2010、夏祭り:-one-32
自分はつくづく子供なんだと自覚しても、怖くて事実を確認出来ないまま2〜3日が過ぎた。
毎日自分のマンションに帰ったし、麻衣とも普通に言葉を交わした。
でも心の中ではあの男と何で会っていたのか問い詰めたい自分を押し殺している。
(なんでそんなに普通なんだろ)
木曜日の朝、定休日以外の公休日だった陸はいつものように出勤の支度をする麻衣を見ていた。
隠し事をしているようには見えない、疚しい事があるようにも見えない。
偶然会ったのかもしれないとこじつけるにはあの状況は無理がある、二人は間違いなく約束をしていたはずだ。
(やっぱ……確認したい)
どんな結果が待っているか分からないけれど、こんなもやもやした気持ちを引き摺っているくらいなら事実を知った方がいい。
今確認しようかとも思ったけれど、麻衣も仕事へ行く前で時間がないし、自分も今日は午後から百合と会う約束がある。

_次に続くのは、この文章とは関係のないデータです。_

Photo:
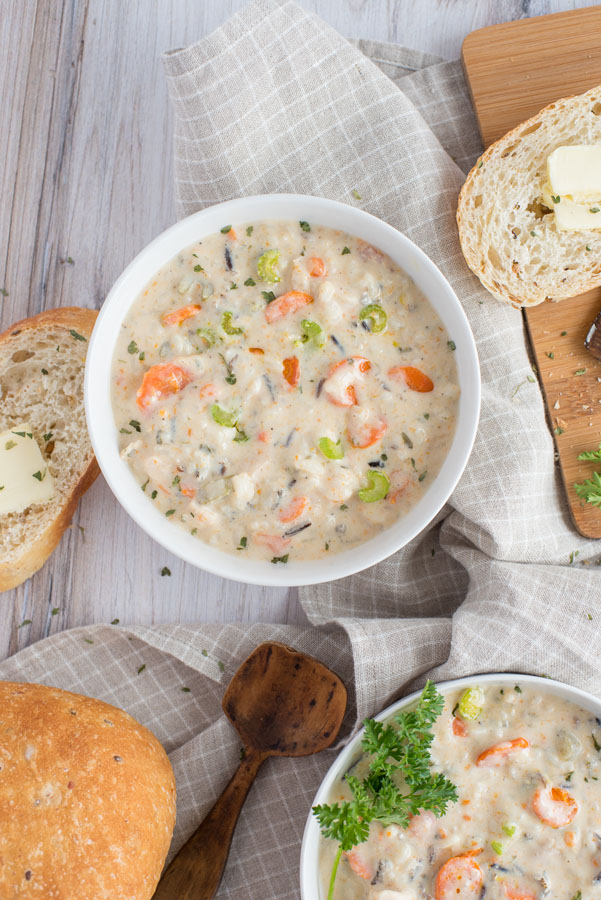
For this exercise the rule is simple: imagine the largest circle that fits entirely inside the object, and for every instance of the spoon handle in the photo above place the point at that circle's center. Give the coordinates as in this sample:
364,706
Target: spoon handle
195,873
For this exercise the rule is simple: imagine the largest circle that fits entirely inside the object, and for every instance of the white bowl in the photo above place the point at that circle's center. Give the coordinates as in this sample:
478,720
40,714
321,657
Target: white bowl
125,291
309,863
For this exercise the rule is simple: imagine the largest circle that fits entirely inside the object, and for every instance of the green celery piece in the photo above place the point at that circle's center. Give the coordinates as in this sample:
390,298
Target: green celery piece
227,418
376,315
331,449
226,324
471,703
312,332
378,485
266,266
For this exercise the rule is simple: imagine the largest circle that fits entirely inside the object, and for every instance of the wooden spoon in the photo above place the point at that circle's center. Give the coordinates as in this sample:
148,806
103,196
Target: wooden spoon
282,703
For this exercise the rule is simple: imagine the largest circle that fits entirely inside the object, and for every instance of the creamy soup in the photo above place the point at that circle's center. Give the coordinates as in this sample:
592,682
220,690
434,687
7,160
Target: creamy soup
527,823
283,390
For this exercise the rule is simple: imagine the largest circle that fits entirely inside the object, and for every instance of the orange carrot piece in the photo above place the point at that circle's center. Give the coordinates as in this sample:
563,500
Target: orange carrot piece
367,436
291,369
160,381
177,316
294,509
459,727
360,867
287,303
415,379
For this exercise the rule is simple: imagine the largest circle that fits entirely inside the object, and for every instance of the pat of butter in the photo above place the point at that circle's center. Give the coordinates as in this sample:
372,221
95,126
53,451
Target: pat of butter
24,475
573,189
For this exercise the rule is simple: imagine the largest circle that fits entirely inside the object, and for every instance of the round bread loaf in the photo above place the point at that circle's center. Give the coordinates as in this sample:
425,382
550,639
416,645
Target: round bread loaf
87,799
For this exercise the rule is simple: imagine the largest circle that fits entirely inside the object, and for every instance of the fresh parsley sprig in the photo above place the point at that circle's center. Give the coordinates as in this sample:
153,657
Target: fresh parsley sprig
590,489
593,455
399,782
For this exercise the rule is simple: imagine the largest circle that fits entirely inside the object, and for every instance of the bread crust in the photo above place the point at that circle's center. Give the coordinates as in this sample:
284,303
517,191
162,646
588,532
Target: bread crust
87,798
33,558
529,294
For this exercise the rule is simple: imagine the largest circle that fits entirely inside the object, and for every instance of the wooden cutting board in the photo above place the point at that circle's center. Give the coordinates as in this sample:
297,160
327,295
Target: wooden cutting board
513,70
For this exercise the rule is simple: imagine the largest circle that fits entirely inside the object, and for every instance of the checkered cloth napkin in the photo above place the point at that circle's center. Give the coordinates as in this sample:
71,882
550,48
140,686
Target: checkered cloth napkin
275,100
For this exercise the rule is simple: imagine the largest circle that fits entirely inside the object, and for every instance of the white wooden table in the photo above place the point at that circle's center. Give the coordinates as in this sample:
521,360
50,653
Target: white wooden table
86,174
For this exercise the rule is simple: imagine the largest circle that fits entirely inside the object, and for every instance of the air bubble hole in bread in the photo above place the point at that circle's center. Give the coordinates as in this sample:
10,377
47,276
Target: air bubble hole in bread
508,235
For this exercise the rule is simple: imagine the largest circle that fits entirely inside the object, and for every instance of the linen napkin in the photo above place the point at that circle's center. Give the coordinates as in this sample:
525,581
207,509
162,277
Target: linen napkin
275,100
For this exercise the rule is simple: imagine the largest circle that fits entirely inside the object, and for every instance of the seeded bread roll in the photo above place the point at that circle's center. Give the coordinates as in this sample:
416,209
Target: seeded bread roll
508,236
42,363
87,799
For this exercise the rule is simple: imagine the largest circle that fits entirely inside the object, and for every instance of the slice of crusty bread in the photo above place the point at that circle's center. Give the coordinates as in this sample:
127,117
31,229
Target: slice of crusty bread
508,237
41,382
87,798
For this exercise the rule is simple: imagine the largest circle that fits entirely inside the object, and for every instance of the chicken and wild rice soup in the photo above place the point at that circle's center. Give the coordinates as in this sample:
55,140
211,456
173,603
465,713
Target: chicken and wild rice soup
526,824
284,390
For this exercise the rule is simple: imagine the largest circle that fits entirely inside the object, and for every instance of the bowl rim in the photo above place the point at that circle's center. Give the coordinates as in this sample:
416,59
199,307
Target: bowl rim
103,432
310,887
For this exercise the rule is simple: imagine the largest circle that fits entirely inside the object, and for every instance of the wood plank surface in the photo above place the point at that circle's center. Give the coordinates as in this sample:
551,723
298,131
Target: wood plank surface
514,70
85,140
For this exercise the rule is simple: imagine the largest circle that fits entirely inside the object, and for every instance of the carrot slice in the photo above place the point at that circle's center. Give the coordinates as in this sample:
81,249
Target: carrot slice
275,543
554,806
361,867
459,879
415,379
177,316
291,369
459,727
160,381
317,267
498,753
366,436
287,303
294,509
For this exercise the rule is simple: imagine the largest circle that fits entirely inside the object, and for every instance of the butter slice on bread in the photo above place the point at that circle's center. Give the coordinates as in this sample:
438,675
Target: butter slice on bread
42,363
508,235
87,798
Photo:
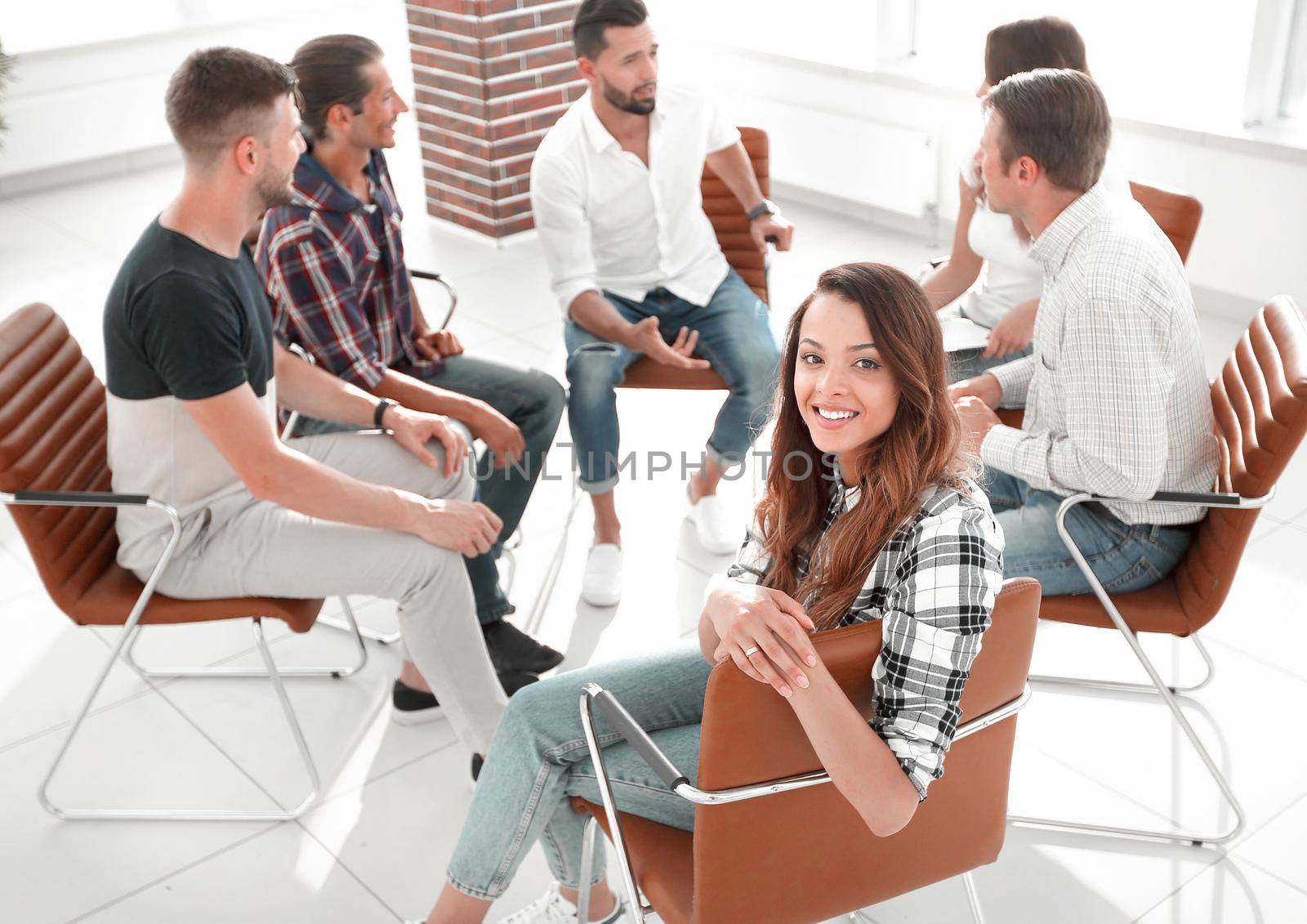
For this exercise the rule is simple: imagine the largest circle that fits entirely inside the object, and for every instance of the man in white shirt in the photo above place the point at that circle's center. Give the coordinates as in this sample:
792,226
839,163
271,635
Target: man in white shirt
1115,394
637,267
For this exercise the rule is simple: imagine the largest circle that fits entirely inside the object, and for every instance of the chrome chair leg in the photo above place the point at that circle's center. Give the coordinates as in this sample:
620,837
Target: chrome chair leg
1195,838
350,623
555,566
183,815
636,904
587,869
973,897
1122,686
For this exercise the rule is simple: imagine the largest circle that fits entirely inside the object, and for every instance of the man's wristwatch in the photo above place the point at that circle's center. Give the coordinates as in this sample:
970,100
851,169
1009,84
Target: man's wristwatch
382,407
765,207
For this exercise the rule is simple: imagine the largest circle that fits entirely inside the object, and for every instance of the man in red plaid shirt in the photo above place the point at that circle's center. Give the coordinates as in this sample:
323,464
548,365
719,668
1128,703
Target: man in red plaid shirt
333,266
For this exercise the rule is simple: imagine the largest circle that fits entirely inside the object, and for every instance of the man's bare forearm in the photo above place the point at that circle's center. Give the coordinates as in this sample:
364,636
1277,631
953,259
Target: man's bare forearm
735,169
422,396
313,391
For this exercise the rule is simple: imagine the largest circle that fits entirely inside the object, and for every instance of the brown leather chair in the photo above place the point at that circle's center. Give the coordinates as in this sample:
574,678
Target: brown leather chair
807,855
732,228
1176,213
56,480
1260,407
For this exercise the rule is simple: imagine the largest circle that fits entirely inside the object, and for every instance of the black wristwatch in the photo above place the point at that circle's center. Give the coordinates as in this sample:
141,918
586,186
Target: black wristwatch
382,407
765,207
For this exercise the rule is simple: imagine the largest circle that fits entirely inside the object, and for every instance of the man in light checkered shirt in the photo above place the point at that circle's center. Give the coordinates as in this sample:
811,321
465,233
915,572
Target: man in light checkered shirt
1115,395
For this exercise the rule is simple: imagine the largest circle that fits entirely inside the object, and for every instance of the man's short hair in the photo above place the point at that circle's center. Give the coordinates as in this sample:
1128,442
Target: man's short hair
330,72
595,16
1056,118
221,94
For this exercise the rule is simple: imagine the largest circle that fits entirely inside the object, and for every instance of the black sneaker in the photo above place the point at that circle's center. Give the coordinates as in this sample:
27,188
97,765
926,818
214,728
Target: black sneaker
416,708
514,649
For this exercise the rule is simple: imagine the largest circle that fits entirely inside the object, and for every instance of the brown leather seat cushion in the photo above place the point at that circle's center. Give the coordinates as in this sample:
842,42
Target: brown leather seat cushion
731,225
663,859
52,435
743,859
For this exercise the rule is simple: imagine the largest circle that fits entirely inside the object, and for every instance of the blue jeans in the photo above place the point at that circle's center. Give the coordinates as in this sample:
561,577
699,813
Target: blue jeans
735,337
970,364
1123,557
533,401
539,758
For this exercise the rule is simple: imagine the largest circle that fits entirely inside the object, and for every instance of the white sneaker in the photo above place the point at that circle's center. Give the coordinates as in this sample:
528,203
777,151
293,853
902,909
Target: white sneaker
716,531
601,586
553,908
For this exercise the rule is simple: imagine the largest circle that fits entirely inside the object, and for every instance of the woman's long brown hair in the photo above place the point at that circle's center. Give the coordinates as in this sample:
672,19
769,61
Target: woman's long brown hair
921,449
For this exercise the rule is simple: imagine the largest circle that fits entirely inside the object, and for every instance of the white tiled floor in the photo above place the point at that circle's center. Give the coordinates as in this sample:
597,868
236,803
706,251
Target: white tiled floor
374,849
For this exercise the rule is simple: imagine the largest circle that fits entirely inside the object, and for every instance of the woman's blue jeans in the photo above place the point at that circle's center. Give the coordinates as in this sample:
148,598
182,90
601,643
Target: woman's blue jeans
539,758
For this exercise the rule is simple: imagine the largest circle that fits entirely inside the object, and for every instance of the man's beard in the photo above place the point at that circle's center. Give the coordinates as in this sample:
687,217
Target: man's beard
274,190
627,102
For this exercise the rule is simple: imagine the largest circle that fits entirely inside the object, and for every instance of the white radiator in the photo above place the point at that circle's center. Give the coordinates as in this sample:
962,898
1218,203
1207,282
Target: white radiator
859,159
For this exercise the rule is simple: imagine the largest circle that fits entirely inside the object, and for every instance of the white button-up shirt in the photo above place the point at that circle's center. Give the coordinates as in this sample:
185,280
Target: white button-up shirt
608,222
1117,399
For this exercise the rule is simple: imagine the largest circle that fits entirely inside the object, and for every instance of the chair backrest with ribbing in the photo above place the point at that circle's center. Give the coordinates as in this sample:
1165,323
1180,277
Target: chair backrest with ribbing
54,429
1260,407
807,855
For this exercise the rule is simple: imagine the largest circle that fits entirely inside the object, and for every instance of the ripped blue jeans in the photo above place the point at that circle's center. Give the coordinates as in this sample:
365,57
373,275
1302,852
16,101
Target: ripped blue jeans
1124,557
735,337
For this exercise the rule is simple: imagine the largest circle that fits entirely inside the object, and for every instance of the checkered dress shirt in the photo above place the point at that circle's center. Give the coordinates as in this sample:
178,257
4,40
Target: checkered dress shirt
1115,394
335,274
934,584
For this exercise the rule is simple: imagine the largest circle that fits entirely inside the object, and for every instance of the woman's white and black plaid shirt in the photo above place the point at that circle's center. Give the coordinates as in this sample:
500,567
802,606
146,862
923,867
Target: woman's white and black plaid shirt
934,586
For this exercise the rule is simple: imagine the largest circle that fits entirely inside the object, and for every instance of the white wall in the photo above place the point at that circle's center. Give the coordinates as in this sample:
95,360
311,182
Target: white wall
1251,243
75,110
76,107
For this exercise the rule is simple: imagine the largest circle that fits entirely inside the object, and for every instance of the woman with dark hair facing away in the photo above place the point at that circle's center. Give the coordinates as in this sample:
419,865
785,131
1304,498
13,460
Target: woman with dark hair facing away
993,248
869,512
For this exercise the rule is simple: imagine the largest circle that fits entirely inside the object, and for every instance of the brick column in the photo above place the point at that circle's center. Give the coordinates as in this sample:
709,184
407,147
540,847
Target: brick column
490,78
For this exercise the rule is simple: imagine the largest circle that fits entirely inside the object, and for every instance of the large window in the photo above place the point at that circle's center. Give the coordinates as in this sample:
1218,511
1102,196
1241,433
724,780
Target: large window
1184,63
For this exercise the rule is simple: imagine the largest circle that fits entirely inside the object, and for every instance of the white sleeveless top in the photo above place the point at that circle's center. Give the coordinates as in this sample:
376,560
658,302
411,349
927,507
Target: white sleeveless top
1010,276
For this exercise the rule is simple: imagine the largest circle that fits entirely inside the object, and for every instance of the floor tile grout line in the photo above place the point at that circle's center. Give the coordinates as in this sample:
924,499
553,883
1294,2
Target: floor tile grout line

不安定な精神状態になるかもしれないと分かっているなら、話をするのは夜にしようと決めた。
「麻衣、今日迎えに行くよ」
「うん、ありがと」
朝食の後片付けをする麻衣の笑顔はいつも通り、この笑顔の下に何か隠しているとしたら、アカデミー賞ものだ。
「夕飯はどうする?」
「あー……、外で食べようか。ほら、この前麻衣が言ってた自然食レストラン」
行こうと約束していたのに、ケンカしてしまって結局行きそびれたままだった。
陸の提案に麻衣は少しすまなそうな顔をしたけれど頷いた。
(飯、食った後……の方がいいよな)
今日は長い一日になりそうだと陸は覚悟を決めた。
◆ ◆ ◆
「美味しかったぁ。また来たいな」
レストランからの帰りの車の中、隣で麻衣が満足そうに言ったが陸は曖昧に頷いた。
(味なんて全然分かんなかった)
おまけに野菜がメインのせいか、もう一度来たいという気持ちはこれっぽちも起きていない。
頭の中にあるのはどのタイミングで、どうやって切り出すか、そればかりを考えてしまう。
マンションまで帰る道も上の空だった陸はエレベーターの中でとうとう麻衣に顔を覗き込まれてしまった。
「陸……どうしたの?」
「え、何で?」
「何かあった?」
(麻衣がそれを聞く!?)
これはもう話を切り出すしかないと陸は覚悟を決めた。